One of the first things we did on the course I'm doing was to learn how to cross rivers. We did this by a day or so of theory (where should you cross) and then an afternoon out actually crossing rivers.
The river was high, but still crossable by all of the class. We practiced methods like leaning against a stick, linking arms, working our way downstream at an angle, and so on. But there's one thing the tutors didn't have us practice: actually getting washed our your feet - and I think something was lost because of it.
The closest thing we did was to practice recovering our footing - we would jump into a fast flowing section and try to stand up. After a while I went up to our tutor and asked something along the lines of "I'd like to go into that really deep really fast section. I know I'll get washed off my feet, but I'd like to do it". To which he (being awesome) said "I'll be standing here downstream so I can pluck you out, yeah, go for it".

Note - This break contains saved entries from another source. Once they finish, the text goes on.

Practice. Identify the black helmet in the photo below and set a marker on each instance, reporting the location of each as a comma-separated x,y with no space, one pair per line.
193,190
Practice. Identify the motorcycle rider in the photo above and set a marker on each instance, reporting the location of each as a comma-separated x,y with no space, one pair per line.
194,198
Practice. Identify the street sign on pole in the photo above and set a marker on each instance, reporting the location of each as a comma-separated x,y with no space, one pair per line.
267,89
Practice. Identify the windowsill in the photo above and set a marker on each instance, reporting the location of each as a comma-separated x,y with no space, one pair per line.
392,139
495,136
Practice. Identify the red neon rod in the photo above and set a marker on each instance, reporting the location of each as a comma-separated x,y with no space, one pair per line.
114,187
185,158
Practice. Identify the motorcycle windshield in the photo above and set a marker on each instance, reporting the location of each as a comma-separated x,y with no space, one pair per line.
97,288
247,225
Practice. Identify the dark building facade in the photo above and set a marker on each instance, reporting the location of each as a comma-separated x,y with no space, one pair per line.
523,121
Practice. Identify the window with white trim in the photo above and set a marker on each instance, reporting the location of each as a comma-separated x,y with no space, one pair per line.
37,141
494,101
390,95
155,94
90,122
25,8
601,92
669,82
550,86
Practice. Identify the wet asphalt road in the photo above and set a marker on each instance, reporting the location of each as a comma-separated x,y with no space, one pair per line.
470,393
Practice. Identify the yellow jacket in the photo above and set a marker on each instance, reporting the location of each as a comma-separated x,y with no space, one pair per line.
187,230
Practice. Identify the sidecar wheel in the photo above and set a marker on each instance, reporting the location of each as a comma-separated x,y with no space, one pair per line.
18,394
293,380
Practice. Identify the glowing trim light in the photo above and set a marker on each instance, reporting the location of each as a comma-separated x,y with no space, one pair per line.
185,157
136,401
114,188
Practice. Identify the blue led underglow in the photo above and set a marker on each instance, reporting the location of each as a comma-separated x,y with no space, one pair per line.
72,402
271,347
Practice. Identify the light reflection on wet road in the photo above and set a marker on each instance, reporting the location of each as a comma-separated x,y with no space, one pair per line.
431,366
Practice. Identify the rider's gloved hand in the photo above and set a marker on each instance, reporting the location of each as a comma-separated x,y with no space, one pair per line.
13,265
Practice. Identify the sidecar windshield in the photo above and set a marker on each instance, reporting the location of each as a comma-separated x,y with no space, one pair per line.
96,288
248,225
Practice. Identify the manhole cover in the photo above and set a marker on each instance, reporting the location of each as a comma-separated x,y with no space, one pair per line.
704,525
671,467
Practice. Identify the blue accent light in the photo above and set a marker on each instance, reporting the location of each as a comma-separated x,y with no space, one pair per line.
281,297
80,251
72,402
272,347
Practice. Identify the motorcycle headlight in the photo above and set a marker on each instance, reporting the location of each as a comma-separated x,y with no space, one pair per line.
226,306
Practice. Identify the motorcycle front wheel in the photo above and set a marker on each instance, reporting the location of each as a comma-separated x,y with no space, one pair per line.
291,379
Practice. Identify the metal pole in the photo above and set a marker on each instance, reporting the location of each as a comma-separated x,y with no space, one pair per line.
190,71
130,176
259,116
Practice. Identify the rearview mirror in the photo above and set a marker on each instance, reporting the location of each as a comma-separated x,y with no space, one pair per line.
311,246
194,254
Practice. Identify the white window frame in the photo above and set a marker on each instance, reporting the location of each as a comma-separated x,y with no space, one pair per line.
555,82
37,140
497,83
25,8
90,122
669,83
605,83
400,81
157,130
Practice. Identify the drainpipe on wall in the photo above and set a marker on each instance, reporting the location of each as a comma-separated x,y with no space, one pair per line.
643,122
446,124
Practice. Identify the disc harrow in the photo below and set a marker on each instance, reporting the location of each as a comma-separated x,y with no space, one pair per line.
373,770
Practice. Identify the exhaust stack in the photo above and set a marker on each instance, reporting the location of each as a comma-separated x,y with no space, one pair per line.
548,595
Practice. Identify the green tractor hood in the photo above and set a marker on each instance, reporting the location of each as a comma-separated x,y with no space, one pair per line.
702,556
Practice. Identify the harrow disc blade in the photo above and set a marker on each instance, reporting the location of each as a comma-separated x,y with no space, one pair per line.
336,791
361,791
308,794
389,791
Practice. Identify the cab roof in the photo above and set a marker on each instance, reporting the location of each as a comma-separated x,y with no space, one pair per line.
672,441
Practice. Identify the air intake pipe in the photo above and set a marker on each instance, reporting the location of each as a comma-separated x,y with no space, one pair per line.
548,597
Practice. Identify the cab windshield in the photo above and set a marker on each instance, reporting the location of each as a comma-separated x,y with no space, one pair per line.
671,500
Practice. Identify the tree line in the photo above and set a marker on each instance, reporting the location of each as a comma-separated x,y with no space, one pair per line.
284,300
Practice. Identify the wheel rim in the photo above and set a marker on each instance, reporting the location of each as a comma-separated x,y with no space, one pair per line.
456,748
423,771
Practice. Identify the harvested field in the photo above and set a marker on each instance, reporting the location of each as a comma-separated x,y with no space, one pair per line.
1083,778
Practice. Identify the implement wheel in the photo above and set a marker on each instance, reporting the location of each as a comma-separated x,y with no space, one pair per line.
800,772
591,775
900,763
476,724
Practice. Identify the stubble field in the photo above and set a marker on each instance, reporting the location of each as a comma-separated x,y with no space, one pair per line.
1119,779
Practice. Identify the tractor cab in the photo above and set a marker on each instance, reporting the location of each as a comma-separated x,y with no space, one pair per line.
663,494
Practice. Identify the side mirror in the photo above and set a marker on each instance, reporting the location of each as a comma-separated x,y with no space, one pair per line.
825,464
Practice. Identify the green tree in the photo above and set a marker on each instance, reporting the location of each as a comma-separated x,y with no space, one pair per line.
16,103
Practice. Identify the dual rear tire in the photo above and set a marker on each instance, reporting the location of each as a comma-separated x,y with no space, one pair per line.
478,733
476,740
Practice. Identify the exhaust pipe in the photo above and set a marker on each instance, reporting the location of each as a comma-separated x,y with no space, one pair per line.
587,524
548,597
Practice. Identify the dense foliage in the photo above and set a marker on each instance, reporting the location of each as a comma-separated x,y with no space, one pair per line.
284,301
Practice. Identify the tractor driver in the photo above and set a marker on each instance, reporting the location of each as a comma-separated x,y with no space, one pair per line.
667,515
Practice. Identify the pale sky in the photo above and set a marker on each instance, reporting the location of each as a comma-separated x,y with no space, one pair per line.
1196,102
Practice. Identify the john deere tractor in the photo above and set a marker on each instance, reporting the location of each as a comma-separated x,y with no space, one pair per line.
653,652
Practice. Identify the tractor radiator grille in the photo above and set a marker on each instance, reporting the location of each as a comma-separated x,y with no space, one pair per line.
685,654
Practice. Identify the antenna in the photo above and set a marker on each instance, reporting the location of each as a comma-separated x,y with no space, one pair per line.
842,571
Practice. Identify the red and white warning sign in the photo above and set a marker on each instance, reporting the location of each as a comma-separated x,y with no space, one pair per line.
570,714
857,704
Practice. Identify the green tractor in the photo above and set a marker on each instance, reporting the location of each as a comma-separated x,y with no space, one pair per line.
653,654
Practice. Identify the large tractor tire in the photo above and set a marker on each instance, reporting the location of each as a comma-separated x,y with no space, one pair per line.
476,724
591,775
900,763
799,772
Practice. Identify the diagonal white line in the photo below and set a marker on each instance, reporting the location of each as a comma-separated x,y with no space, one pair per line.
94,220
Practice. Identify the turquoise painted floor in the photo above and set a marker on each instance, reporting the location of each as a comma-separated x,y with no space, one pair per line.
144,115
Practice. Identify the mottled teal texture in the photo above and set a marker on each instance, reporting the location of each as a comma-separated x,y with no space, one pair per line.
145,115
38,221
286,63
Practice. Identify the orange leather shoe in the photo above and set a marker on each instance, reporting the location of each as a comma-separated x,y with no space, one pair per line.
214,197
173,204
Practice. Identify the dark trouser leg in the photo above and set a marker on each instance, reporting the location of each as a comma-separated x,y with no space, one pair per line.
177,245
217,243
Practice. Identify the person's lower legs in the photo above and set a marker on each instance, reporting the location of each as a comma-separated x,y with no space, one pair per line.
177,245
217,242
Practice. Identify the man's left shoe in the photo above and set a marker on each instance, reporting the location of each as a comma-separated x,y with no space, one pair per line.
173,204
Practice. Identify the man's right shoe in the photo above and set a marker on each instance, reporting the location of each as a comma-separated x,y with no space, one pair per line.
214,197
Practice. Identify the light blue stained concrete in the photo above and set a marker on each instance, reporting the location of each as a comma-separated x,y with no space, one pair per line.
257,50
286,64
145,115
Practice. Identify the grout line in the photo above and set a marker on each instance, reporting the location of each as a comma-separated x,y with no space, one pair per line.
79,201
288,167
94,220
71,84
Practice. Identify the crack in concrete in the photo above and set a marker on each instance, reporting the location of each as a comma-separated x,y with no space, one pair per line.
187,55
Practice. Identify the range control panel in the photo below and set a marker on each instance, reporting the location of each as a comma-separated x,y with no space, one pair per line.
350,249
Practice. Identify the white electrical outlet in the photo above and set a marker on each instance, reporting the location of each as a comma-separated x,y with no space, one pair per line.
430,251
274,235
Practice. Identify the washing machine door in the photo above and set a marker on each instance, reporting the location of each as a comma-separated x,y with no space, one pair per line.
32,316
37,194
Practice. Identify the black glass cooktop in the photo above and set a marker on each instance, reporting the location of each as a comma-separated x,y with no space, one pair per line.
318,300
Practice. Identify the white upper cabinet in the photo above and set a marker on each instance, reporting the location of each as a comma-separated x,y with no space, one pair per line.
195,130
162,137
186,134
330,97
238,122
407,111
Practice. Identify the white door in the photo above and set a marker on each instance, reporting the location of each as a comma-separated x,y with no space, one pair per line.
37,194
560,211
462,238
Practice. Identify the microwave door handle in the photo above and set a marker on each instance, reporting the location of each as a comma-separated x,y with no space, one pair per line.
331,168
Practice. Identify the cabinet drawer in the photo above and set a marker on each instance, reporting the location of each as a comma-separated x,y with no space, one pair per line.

So what is the difference between jumping into a river and getting washed off your feet? Well, to me the biggest is that when you jump into a river you know you will lose control. When you get washed off your feet it just, well, happens and your brain is a couple seconds late in figuring it out. Even though I knew I was likely to get washed off my feet there was an initial "oh, what on earth is happening?" Looking at a video one of my classmates took, I was washed downstream by at least a couple meters before I really realized what had happened and started trying to regain my footing.
So what did I learn? Well, downstream is really important - and not just a short distance downstream. If you lose your footing you are travelling at least 10m. Also I learned that practice has to be the right practice. This experience made me wonder about other areas of training and how they may be practicing the "wrong" thing. For example: If you're training to be a firefighter, how much time is spent training pump operation and how much is spent training you how to react when there is someone burning alive infront of you and the building starts collapsing? Can you train for the second situation at all? Can you do so within a learning institution?
So what skills are there that can't be easily trained? How a person behaves under stress is one (though the military does their best on this - have a read of "Training For War" by Tom Kratman). Are there others?